We told him laughingly that he was speaking against his own interests, for the Civil Cemetery was much farther off than the parks. He consulted his dignity and decided to laugh in return.

"It is not of the pesetas I think first when I am driving ladies. But" (with suave indulgence) "you shall go just where you like."

So in kindness he gathered up his reins and away we clattered sheer across the city. Presently we had left the fountain-cooled squares and animated streets behind, had passed even the ugly, sinister Plaza de Toros, and outstripped the trolley track; but still the road stretched on, enlivened only by herds of goats and an occasional venta, where drivers of mule trains were pausing to wet their dusty throats. We met few vehicles now save the gay-colored hearses, and few people except groups of returning mourners, walking in bewildered wise, with stumbling feet.

"The Cemetery of the Poor is opposite the Civil Cemetery," said our cabman, "and they have from thirty to fifty burials a day. The keeper is a friend of mine. He shall show you all about."

A bare Castilian ridge rose before us, where a farmer, leaning on his scythe, was outlined against the sky like a silhouette of Death. And at last our cheery driver, humming bars from a popular light opera, checked his mettlesome old mare,—who plunged down hills and scrambled up as if she were running away from the bull-ring, where she must soon fulfil her martyrdom,—between two dismal graveyards.
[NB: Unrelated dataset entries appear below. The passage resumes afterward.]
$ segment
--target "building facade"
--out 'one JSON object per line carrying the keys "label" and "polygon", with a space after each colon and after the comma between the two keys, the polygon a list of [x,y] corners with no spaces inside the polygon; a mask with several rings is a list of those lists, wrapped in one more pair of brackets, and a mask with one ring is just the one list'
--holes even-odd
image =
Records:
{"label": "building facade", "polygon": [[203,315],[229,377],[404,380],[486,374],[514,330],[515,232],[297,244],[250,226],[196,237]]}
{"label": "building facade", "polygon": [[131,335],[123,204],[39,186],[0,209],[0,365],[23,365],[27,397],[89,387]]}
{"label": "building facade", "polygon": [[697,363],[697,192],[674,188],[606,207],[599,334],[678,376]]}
From the larger, on our right, tiptoed out a furtive man and peered into the cab as if he thought we had a coffin under the seat.
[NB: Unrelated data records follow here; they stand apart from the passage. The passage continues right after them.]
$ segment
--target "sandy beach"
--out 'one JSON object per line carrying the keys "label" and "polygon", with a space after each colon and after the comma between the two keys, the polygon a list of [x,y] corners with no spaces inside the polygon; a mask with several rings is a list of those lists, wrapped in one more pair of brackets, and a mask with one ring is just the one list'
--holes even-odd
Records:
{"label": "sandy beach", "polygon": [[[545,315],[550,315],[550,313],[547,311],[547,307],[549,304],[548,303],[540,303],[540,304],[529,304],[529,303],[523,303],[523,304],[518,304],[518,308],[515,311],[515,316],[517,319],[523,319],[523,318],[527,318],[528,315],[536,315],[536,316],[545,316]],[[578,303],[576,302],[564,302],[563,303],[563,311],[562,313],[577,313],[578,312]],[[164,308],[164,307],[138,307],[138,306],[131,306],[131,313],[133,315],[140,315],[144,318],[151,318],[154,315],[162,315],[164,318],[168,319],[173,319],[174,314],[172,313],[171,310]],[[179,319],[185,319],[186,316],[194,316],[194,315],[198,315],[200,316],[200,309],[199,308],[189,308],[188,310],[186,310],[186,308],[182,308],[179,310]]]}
He proved a blood-curdling conductor, always speaking in a hoarse whisper and glancing over his shoulder in a way to make the stoutest nerves feel ghosts, but he showed us, under that sunset sky, memorable sights—ranks upon ranks of gritty mounds marked with black, wooden crosses, a scanty grace for which the living often pay the price of their own bread that the dead they love may pass a year or two out of that hideous general fosse. Then the sexton reluctantly led us to the unblessed, untended hollow across the way, where rows of brick sepulchres await the poor babies who die before the holy water touches them, where recumbent marbles press upon the dead who knew no upward reach of hope, and where defiant monuments, erected by popular subscription and often bearing the blazonry of a giant quill, denote the resting-places of freethinkers and the agitators of new ideas. There were some Christian inscriptions, whether for Protestants or not I do not know, but to my two companions there was no distinction of persons in this unhallowed limbo.